PanEnergy Corp., Houston, received nominations for more than the 500 MMcfd in capacity nominations it sought for the proposed Excelsior and Spectrum gas pipelines from Chicago to eastern U.S. markets (OGJ, Mar. 31, 1997, p. 38). The projects create new systems by connecting existing pipelines with expansions to new areas. PanEnergy plans to hold another open season soon to take offers for release of capacity from existing pipelines for the projects.

U.S. Federal Energy

Regulatory Commission approved a plan by KN Energy Inc., Lakewood, Colo., for the 900-mile Pony Express natural gas pipeline from Wyoming to Kansas City, Mo. (OGJ, Sept. 9, 1996, p. 32). The pipeline will start up in August with 60 MMcfd initial capacity, to be expanded to about 225 MMcfd by October.
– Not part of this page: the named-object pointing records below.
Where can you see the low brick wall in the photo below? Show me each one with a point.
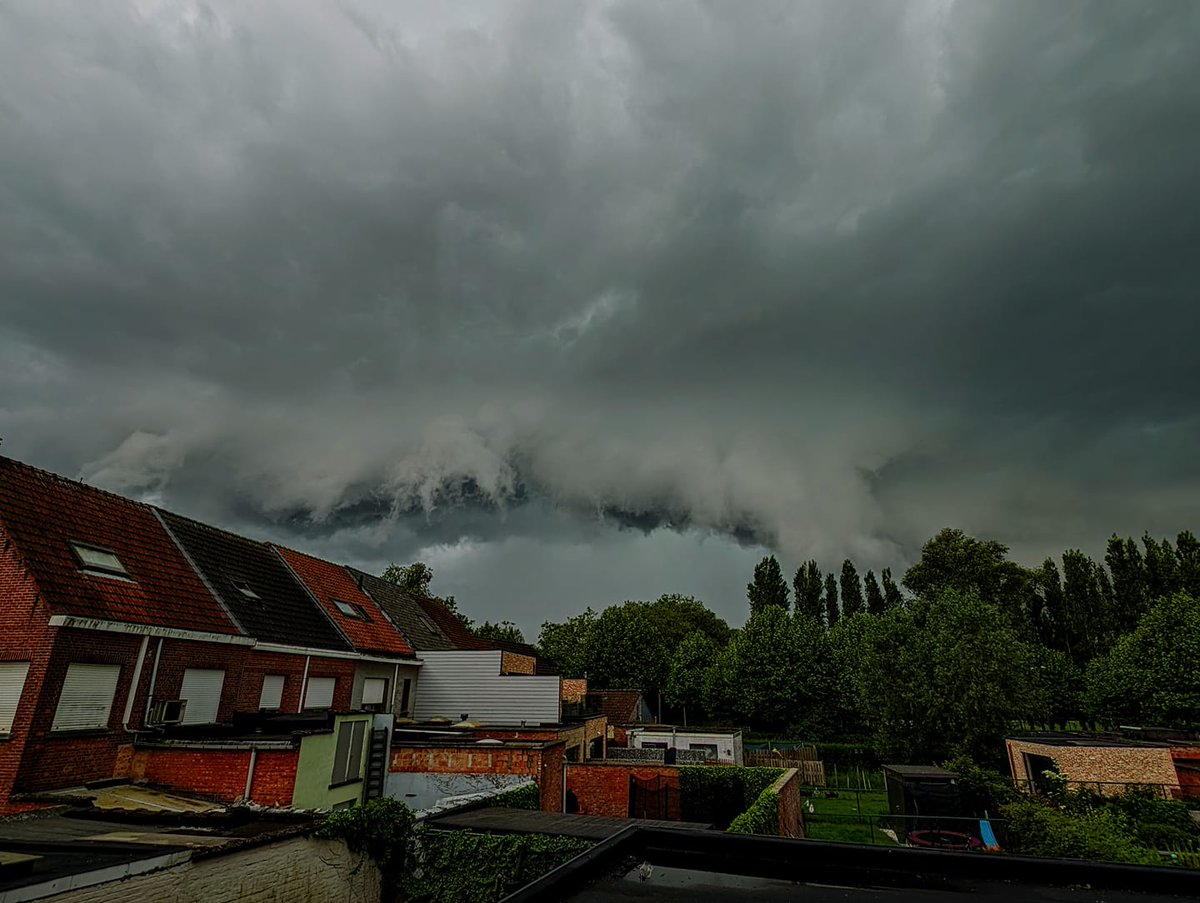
(791, 803)
(603, 788)
(294, 871)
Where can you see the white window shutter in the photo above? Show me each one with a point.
(87, 698)
(12, 682)
(202, 689)
(373, 689)
(273, 692)
(319, 693)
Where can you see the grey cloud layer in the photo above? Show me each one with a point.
(826, 274)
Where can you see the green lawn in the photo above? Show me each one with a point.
(846, 818)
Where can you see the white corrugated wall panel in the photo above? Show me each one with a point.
(461, 682)
(12, 682)
(87, 698)
(202, 689)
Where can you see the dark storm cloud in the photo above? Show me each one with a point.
(825, 274)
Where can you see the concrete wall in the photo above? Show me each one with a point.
(316, 766)
(294, 871)
(1114, 765)
(469, 682)
(729, 746)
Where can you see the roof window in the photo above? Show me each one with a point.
(351, 610)
(244, 588)
(99, 561)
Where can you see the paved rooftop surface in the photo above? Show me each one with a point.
(591, 827)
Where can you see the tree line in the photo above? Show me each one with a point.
(966, 646)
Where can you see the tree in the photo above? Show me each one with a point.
(503, 631)
(808, 585)
(768, 586)
(415, 579)
(943, 676)
(851, 590)
(1150, 676)
(892, 596)
(768, 676)
(831, 600)
(875, 602)
(690, 667)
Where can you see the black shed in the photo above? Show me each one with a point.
(922, 790)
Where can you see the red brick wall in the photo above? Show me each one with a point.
(604, 789)
(25, 635)
(220, 773)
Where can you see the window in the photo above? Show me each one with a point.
(273, 692)
(319, 693)
(375, 691)
(244, 588)
(202, 689)
(99, 561)
(348, 753)
(12, 682)
(87, 698)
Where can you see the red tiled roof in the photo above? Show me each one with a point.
(450, 625)
(329, 581)
(43, 514)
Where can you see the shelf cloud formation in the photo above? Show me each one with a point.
(593, 300)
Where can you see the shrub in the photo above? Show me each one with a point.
(521, 797)
(762, 817)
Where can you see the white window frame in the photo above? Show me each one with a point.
(85, 701)
(271, 697)
(379, 685)
(204, 695)
(319, 693)
(12, 686)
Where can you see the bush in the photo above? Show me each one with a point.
(762, 817)
(521, 797)
(1098, 835)
(461, 867)
(718, 795)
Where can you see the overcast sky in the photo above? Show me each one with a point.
(582, 302)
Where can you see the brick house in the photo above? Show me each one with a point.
(138, 644)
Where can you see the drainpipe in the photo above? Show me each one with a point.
(137, 680)
(304, 683)
(154, 676)
(250, 772)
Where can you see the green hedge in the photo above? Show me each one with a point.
(522, 797)
(762, 817)
(718, 795)
(461, 867)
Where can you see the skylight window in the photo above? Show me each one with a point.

FERC issued a final environmental impact statement to Northern Border Pipeline Co., Omaha, for its proposed $837 million, 1.2 bcfd system expansion to serve Chicago (OGJ, Sept. 30, 1996, Newsletter). Northern Border let contract to Gulf Interstate Engineering Co., Houston, to design, engineer, and build compression stations for the 390-mile extension to its 969-mile system that now connects the Montana-Canada border to Iowa. The expansion is slated to come into service Nov. 1, 1998.

Transcontinental Gas

Pipe Line Corp., Houston, a unit of Tulsa-based Williams Cos., received nominations from more than 20 shippers exceeding the 1 bcfd level the company seeks for its planned MarketLink system expansion to bring more Rocky Mountain and Canadian gas to eastern U.S. markets. Transco plans to finalize the design and file an application with FERC this year for a targeted 1999 service date.
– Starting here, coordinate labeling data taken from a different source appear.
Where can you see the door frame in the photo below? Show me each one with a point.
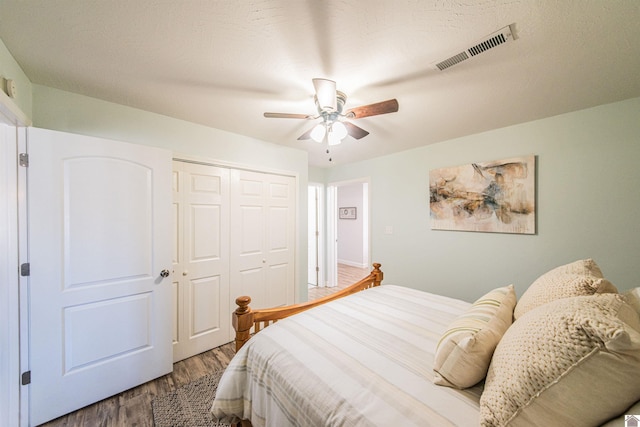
(14, 397)
(332, 225)
(318, 215)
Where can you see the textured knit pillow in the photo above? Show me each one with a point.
(633, 298)
(574, 361)
(571, 280)
(464, 352)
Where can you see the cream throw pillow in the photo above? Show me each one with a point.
(571, 280)
(633, 298)
(464, 352)
(574, 361)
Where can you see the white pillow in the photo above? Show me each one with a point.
(581, 277)
(574, 361)
(464, 352)
(633, 298)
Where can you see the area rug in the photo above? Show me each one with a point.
(188, 406)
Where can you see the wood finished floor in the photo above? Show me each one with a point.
(133, 407)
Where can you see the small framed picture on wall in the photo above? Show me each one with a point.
(347, 213)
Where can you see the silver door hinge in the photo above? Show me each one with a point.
(23, 159)
(25, 269)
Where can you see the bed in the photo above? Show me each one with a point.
(391, 355)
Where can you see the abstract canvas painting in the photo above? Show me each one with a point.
(496, 197)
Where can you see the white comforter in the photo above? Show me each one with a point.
(363, 360)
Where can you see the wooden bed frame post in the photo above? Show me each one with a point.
(242, 321)
(244, 318)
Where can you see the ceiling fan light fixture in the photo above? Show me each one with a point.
(339, 129)
(318, 132)
(333, 139)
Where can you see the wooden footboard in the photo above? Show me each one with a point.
(247, 321)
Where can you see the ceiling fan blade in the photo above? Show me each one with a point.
(306, 135)
(325, 93)
(355, 131)
(384, 107)
(287, 116)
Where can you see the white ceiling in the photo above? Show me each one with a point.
(224, 63)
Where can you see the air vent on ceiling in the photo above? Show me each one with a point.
(493, 40)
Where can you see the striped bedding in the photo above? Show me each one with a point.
(363, 360)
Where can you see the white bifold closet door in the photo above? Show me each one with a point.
(201, 302)
(263, 228)
(234, 234)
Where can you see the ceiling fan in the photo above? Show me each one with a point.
(334, 126)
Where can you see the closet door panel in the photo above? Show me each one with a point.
(203, 310)
(263, 237)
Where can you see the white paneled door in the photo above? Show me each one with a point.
(202, 318)
(99, 239)
(263, 228)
Nova Gas Transmission Ltd., Calgary, filed an annual plan with the Alberta Energy and Utilities Board that describes more than $1.4 billion (Canadian) in gas pipeline expansions through 2000, with total new capacity exceeding 2.25 bcfd. Various segments of the expansion would cross Alberta to provide new western Canadian gas supplies timely access to growing North American markets.

Canada's National Energy Board set dates for two pipeline-related hearings. The hearing for an Interprovincial Pipe Line Inc. (IPL) bid to reverse its Line 9 crude oil line from Montreal to Sarnia, Ont., will begin Aug. 5 in Calgary. A second phase of the hearing is set for Aug. 11 in London, Ont. IPL estimates project costs at $89 million, with an in-service date of Apr. 1, 1998. Intervenors must notify the board by June 19. A hearing on Westcoast Energy Inc.'s gathering, processing, and mainline transmission tolls will start June 23 at the Landmark Hotel in Vancouver, B.C.

Gas marketing

Columbia Gas System, a unit of Columbia Energy Services Corp., Pittsburgh, will pay $14.75 million for Penn Union Energy Services LLC, the marketing arm of Pennzoil Co., Houston. PennUnion markets an average 1.5 bcfd of natural gas; the combined firms will market more than 3 bcfd. The deal is slated to close by June 30.